Nothing is impossible for God (edited)

Mary, Mother of God and Queen of All Creation

Is 9, 1-6; Lk 1,26-38 


I do not know how many of you managed to watch the eclipse yesterday. If you did not see it directly I am sure that you have seen it either on the news on television or on the social media. Who would have ever imagined that the sun, something so strong and powerful can ever be hidden? Nowadays we know exactly why this happens and that the last similar total eclipse event occurred about a century ago. They say that nothing can hide from the sun. Well, yesterday it did.

My point is that God makes possible what for us appears to be impossible. There are things that are much more important to us than just simply an eclipse. I like to divide the gifts or graces that we ask for into two categories: physical and spiritual. 

We pray for physical graces when we ask God for good weather or when we intercede for someone's healing when he or she is already in the terminal stages of a disease. In cases like these, for God to intervene, a miracle that goes against the laws of nature is required. These are very rare, although they do happen. Recently I was reading a short biography of Pedro Aruppe, the General of the Jesuits in from the mid 60's to the early 80's. He recounts how before becoming a priest, he had studied medicine and worked as a doctor. One summer he went to Lourdes, where he witnessed many miracles, and this encouraged him to leave his vocation as a doctor to the become a priest. So physical miracles do happen, although they are very rare. Very often, we start praying physical graces, such as healing, but soon start praying for things such as "peacefully accepting the will of God."

This is an example of a spiritual grace. By spiritual graces I mean those miracles that do not need physical intervention because they happen right in our heart, in our mind. Our heart and our mind are very soft organs, yet, we treat them as though they are hard, as though they were made of stone. Cannot a God who can bring about physical miracles carry out even more, spiritual miracles? We pray for peace, we pray for the gift of forgiveness, we pray for conversion of hearts, we pray for families to remain united. Don't these miracles occur right in our heart?

Yet, even about these things, which are based simply on what we think and believe, we sometimes get doubts and get discouraged. How can we ever have peace? How can I ever forgive that particular person? Though they might seem impossible for us, for God they are not.

The Angel Gabriel tells Mary that Elizabeth in her old age is going to bear a child. We can appreciate this even more if we remember that for their Semitic culture, not to have offspring meant that you have no future, so it meant a lot to Zachariah and Elizabeth that they were going to have a son and this served as a sign for Mary. In other words, the Angel was saying, "I know that it is hard for you to believe that you are going to bear child and that God will be with you throughout all this, but look at Elizabeth."

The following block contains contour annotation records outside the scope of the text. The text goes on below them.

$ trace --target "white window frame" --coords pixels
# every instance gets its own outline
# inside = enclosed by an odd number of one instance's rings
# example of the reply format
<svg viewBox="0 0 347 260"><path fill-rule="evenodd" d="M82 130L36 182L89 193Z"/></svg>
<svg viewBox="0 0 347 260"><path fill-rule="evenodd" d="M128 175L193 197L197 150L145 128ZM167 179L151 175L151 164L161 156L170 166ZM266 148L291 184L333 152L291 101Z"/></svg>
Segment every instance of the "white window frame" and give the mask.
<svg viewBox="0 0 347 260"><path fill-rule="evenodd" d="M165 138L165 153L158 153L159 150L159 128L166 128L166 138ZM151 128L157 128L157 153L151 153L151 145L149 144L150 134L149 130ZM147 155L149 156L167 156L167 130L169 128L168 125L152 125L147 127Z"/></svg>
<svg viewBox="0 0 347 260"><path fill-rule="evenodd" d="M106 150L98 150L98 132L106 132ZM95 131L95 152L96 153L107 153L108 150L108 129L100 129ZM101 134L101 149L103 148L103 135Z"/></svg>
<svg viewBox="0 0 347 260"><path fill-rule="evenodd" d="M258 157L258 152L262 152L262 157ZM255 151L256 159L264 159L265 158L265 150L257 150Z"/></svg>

The liturgy today gives us a choice of readings. I could have used this which is specific to the feast of Our Lady, Mother and Queen, or I could have chose the readings of the feria which continues with yesterday's reading, which is the story of the rich young man. If I had chosen the reading for the feria, we come across similar words. Jesus tells his disciples, that it is hard for a rich person to enter the gates of heaven. But then her adds - and here is the important part - for man this is not possible, but for God, nothing is impossible.

There is where God opens his possibilities: where we thing that there is no alternative and that there is nothing that we can do. It reminds us of our utter dependence on God. When we start getting doubts whether we can continue loving when a relationship seems to have lost signs of life; when we are offended perhaps by those closest to us and we wonder where we would be able to get the strength to forgive. When we know that God is asking of us not to be attached to our possessions, to be more generous, to include others in our circle and in our worldview, but we just cannot do so. That is the moment when we need to call onto God to help us because for us it seems impossible, but for God nothing is impossible.

We venerate the Virgin Mary as Queen of All Creation not because she dominates with power and might over everyone and everything, as our popular understanding of kingship and queenship would suggest. Rather, she is Queen of All Creation because in her life she was the servant of the Creator, as she summed up in her words to the Angel Gabriel: "Behold, I am the handmaid of the Lord!" And therefore it is only fitting that she who was the Servant of the Creator and through whom all creation was renewed through the Son that she bore, is exalted as the Queen of All Creation, redeemed by the Son that she bore!

One last thing: Elizabeth bearing a child, we said, became a sign, a confirmation for Mary. In my life I can think of many people who have been transformed in their life, and have therefore become a sign for me, at times of discouragement, that just as they have been transformed, with the power of God, then so can I. Today the Church is presenting us with the sign above all signs, Mary, the Mother of Jesus, who in her very own body and entire life has shown that what is impossible for man - is not only possible by God, but even done with greatness and slendour!